Superfluous overload.

354

Superfluous overload.

llvm/unittests/Object/MutableELFObjectTest.cpp
400

Missing trailing full stop.

425

This shouldn't be auto. Can it be done inline in the check?

430

This shouldn't be auto.

441

Can this be done inline in the check?

445

Missing trailing full stop.

468

Probably requires a comment saying why "6".

481

"index. It"

But really, I'm not sure you should have these tests here. We don't usually test assertions. If this a likely situation to occur, then perhaps the methods should return an Expected.

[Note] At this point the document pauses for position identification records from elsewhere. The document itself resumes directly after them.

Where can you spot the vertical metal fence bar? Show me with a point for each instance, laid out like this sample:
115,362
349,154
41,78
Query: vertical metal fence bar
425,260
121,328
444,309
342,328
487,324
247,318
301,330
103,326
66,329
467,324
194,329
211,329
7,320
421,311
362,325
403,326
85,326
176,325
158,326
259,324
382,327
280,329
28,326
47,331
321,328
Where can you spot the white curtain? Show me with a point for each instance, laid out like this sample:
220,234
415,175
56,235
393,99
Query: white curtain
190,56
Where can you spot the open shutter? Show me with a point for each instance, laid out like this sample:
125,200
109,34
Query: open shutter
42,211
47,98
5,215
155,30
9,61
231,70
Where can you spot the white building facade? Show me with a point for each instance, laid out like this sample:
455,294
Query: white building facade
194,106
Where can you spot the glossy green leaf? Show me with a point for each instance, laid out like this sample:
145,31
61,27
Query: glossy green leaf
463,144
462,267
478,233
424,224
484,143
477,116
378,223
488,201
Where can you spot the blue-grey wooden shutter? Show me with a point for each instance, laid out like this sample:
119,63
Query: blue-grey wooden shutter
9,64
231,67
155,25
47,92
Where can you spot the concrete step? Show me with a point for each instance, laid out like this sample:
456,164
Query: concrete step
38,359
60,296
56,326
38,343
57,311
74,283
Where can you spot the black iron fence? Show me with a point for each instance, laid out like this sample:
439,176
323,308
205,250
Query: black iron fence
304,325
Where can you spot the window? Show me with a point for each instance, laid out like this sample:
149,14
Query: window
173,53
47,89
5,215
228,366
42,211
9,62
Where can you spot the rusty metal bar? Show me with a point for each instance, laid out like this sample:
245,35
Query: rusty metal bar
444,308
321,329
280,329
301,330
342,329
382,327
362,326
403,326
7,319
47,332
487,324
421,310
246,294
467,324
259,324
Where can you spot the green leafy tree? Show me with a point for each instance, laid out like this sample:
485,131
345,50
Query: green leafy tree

jhenderson added inline comments.Aug 14 2019, 8:27 AM
llvm/unittests/Object/MutableELFObjectTest.cpp
418

Not sure, but it might be interesting to add some dynamic symbols and show that iterating over those isn't affected by the regular table changes.

433

I think it would be interesting to see what happens when you remove the second symbol too, leaving only the null entry. I also think it would be interesting to test what happens if you try to remove the null entry (I think this should probably be an error).

494

Again, a test case for trying to remove the null section header might be interesting (it should probably be an error).

504–505

Rather than looking at just one, you should probably loop over all of the remaining sections, including the null one.

abrachet updated this revision to Diff 215319.Aug 14 2019, 9:25 PM

Addressed review comments

abrachet marked 20 inline comments as done.Aug 14 2019, 9:30 PM
abrachet added inline comments.
llvm/unittests/Object/MutableELFObjectTest.cpp
418

Wow! Great catch! There was actually a bug here with my moveSymbolNext not differentiating between the two symbol tables. Thanks :)

433

I haven't done this or the similar comment for sections yet. Do you think the removeSymbol method should return Error or should this just be an assert?

jhenderson added inline comments.Aug 15 2019, 4:42 AM
llvm/include/llvm/Object/MutableELFObject.h
128

You've lost the "the" between "Gets" and "next".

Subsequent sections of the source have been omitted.